Streaming

Beats 1 – so Oldschool kann Apple sein

Die Lobestiraden für Apple´s Beat1 sind im Web unübersehbar, und so habe ich mir auch heute das neue Streamingprodukt angehört. Zuvor noch rasch das iPad upgedated, ins Auto verfrachtet, mit dem Nexus 5 einen Hotspot aufgebaut, das iPad damit verbunden, Blutooth Connection zum Autoradio – und los geht´s. (Ok, mit Apple Car Play und einem iPhone wäre es wohl nur ein Knopfdruck gewesen)

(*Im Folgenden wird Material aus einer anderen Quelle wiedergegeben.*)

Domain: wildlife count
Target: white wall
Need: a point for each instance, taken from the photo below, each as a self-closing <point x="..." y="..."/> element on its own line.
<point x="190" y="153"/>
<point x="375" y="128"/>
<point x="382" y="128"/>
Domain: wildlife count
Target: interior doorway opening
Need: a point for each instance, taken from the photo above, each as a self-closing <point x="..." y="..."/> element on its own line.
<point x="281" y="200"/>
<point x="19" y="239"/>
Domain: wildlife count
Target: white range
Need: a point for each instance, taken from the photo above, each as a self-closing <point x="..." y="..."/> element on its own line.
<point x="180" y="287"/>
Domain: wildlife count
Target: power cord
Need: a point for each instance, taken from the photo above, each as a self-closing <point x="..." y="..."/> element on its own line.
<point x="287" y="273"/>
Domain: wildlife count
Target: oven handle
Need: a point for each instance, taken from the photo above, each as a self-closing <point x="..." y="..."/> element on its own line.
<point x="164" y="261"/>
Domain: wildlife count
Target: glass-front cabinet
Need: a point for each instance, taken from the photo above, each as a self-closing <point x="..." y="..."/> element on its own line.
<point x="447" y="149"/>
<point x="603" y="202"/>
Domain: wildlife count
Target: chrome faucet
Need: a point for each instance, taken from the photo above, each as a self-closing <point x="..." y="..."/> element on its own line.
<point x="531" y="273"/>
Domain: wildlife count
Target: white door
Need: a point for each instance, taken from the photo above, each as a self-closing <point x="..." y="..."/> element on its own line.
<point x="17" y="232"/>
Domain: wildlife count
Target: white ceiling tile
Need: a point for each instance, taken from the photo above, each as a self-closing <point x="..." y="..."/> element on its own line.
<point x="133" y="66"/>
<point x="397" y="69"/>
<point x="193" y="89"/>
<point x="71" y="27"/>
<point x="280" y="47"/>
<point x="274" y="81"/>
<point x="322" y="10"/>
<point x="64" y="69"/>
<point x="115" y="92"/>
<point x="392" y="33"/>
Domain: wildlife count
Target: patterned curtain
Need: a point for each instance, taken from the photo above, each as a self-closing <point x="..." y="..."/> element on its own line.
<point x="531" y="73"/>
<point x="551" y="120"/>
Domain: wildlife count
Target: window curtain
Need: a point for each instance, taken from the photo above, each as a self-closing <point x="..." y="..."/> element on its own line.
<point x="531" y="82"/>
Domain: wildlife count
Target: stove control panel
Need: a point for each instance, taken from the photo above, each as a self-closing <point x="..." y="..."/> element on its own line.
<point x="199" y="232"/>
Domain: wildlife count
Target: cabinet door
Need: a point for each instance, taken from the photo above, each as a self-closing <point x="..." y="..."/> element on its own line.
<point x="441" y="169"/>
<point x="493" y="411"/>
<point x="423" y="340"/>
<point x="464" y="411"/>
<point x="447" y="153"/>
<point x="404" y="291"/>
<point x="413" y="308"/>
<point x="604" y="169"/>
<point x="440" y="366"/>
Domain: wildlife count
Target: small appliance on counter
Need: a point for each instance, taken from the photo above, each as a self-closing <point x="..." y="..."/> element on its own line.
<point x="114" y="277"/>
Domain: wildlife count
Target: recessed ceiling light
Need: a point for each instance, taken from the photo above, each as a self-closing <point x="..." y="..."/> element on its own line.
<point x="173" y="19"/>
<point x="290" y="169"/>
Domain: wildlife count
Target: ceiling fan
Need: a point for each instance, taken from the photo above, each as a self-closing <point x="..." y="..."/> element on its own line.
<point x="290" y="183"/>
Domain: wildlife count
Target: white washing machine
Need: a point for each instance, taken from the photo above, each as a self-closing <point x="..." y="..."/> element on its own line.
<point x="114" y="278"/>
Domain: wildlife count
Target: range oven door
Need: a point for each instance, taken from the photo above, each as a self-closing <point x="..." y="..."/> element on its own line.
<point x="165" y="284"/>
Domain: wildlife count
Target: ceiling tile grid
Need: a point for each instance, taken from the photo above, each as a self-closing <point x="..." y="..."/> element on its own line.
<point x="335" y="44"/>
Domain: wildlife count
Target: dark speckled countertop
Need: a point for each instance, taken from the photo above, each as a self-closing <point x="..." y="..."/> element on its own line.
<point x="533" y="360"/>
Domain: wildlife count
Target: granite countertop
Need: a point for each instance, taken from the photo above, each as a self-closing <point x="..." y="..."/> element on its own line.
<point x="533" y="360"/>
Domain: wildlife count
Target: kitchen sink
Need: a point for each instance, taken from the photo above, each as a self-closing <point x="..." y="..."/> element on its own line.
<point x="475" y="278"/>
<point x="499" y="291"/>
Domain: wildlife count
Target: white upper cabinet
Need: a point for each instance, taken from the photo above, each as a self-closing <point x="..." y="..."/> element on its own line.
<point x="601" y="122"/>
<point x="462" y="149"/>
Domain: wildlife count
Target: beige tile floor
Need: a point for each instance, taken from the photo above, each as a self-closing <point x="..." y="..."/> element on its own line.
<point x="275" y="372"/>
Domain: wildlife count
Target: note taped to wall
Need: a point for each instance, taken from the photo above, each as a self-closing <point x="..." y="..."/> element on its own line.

Mein Weg zur Arbeit sind etwa 20 Minuten, und um 0850 habe ich den Schluss von Charts aus Los Angeles gehört, und ab 0900 dann Julie Adenuga aus London. Dazwischen ein kleines Sendeloch, aber es ist ja auch weit….

Klingt alles recht excited, und natürlich hat Julie am Abend drei Stunden lang zu Hause alle Tweets durchgelesen, und freut sich drüber. Sagt sie, und klingt dabei sympathisch und glaubwürdig. Wirklich gutes Radio (pride and passion, glaubwürdig, gut positioniert), aber was völlig neues? Eine Revolution? Wäre das iPhone wie Beats 1 entstanden, hätte Apple lediglich die Menüstruktur von Nokia verbessert. Oder bessere Tasten als BlackBerry gebaut.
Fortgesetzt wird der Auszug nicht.